Saya percaya, cellphone bisa terlihat keren jika didukung aplikasi yang kece. Prinsip saya yang lain, sesuatu yang minimal harus bisa dimaksimalkan. Ketika kedua prinsip ini bertemu dalam media penerapan sebuah cell phone, jadilah cellphone minimal yang bisa maksimal dengan bantuan berbagai aplikasi di dalamnya. Namun yang saya lupakan adalah, setiap hal ada batasnya. Bahkan pantai pun memiliki garis tepinya. Dan inilah saat yang naas itu. Di suatu sore yang tragis, dengan semangat 45, saya mencoba menginstal aplikasi baru. Eng…ing…eng….proses install berjalan lama sekali, saking tidak sabarnya saya berusaha membatalkan proses install, tombol tidak berfungsi. Saya tekan tombol Off, tidak berfungsi. Tanpa pikir panjang saya lepas baterainya. Lalu dengan santainya, saya pasang lagi, dan hidupkan smartphone rasa jadul saya itu. Semua tampak baik-baik saja, namun logo SE yang muncul hanya diam saja, seharusnya logo ini hilang diganti dengan welcome screen yang adalah animasi nama saya.
Berulang kali saya lepas baterai dan coba hidupkan, namun yang saya lihat hanya logo SE yang nampak diam membeku, tak mau bergerak atau menghilang,untuk berganti welcome screen nama saya. Untuk usaha yang kesekian kali, logo SE itu tidak nampak, yang nampak hanyalah layar biru kosong diiringi cellphone saya yang terus bergetar. Berulang-ulang seperti itu, hingga akhirnya saya matikan SE W200 itu. Saya letakkan di meja dan saya pandangi. Seharusnya saya senang, jika SE W200 ini rusak, saya punya alasan untuk membeli cellphone baru yang lebih canggih. Tapi……kok saya tidak rela kalau cell phone ini benar-benar rusak.

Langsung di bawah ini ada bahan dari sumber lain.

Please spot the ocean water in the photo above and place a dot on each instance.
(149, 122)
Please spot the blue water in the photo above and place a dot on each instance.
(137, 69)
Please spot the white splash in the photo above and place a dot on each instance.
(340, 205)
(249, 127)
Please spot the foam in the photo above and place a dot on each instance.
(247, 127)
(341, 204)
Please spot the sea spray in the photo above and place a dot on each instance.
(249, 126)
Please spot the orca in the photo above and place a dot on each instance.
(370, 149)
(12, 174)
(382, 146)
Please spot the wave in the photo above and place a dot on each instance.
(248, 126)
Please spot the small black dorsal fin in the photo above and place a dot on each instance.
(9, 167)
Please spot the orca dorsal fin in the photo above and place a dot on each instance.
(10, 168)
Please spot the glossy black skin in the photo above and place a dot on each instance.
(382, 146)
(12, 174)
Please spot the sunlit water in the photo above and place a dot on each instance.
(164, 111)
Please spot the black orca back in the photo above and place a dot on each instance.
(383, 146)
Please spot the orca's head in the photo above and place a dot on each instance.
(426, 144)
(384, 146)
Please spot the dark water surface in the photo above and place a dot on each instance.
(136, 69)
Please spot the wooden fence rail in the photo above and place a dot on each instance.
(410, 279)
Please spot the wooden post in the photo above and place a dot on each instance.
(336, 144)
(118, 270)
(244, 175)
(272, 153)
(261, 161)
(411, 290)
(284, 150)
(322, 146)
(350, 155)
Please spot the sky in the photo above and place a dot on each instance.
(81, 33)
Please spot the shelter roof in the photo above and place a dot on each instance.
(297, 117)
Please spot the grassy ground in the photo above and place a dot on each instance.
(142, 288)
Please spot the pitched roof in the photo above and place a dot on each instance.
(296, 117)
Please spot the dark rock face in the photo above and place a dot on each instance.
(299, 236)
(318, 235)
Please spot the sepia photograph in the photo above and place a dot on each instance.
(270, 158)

SE W200i adalah smartphone saya. Smartphone rasa jadul yang mungkin bagi banyak orang sudah saatnya ditinggalkan. Tapi…Saya sudah terlanjur suka dengan keypadnya yang nyaman untuk jempol saya, bentuknya yang handy, dan suara mega bassnya. Saya sudah kadung jatuh hati, dan sangat berharap, ia berhasil direparasi, untuk saya gunakan kembali.